1.5 Ruang Lingkup Penelitian

Penelitian yang dilakukan ini memiliki batasan-batasan sebagai berikut, yaitu: 1. Wilayah penelitian adalah, Desa Cimanggu I, Kecamatan Cibungbulang, Kabupaten Bogor. 2. Objek penelitian adalah masyarakat Desa Cimanggu I, Kecamatan Cibungbulang, Kabupaten Bogor. 3. Responden penelitian adalah masyarakat Desa Cimanggu I, Kecamatan Cibungbulang, Kabupaten Bogor, yang merupakan pengusaha dalam industri tempe pada pola kemitraan Prikompti dan pola mandiri.

1. 6 Batasan Penelitian

1. Pengusaha yang menjadi sample yaitu pengusaha tempe pola kemitraan dan pola mandiri Desa Cimanggu I Kec. Cibungbulang Kab.
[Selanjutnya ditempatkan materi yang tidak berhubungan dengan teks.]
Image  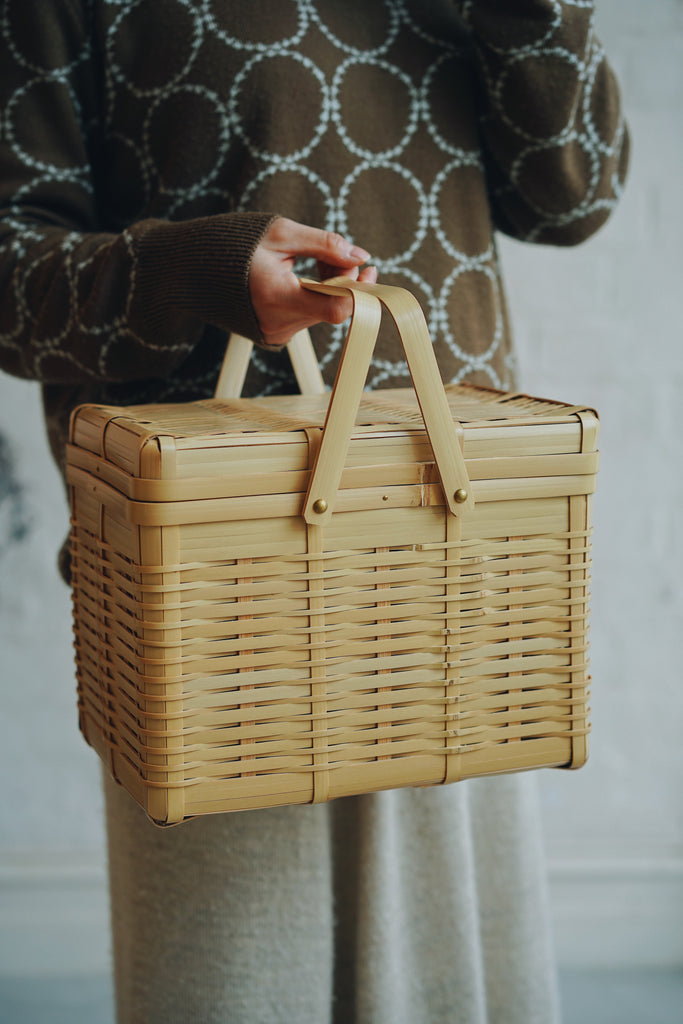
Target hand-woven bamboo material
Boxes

Bogor 2. Penerapan teknik budidaya petani dalam satu kelompok usahatani relatif sama. 3. Satuan input produksi yang digunakan yaitu kedelai kg, ragi kg, plastik pack, tenaga kerja HOK, dan air liter. 4. Ukuran tenaga kerja dinyatakan dalam Hari Orang Kerja HOK, upah harian antara laki-laki dan wanita besaranya sama. 5. Pengusaha pola kemitraan menggunakan kedelai yang disediakan di koperasi, sedangkan pengusaha pola mandiri menggunakan bahan baku kedelai yang ada di pasaran atau non koperasi 6. Harga satuan air untuk pengusaha pola kemitraan dan pola mandiri yaitu menggunakan harga air PDAM Tirta Kahuripan sebesar Rp 2.2000-10m 3 . 7. Analisis fungsi produksi yang digunakan yaitu analisis fungsi produksi Cobb- Douglas dengan faktor produksi kedelai, ragi, air, tenaga kerja. 8. Jumlah penggunaan input dan pengeluaran tunai usahatani dihitung per tahun.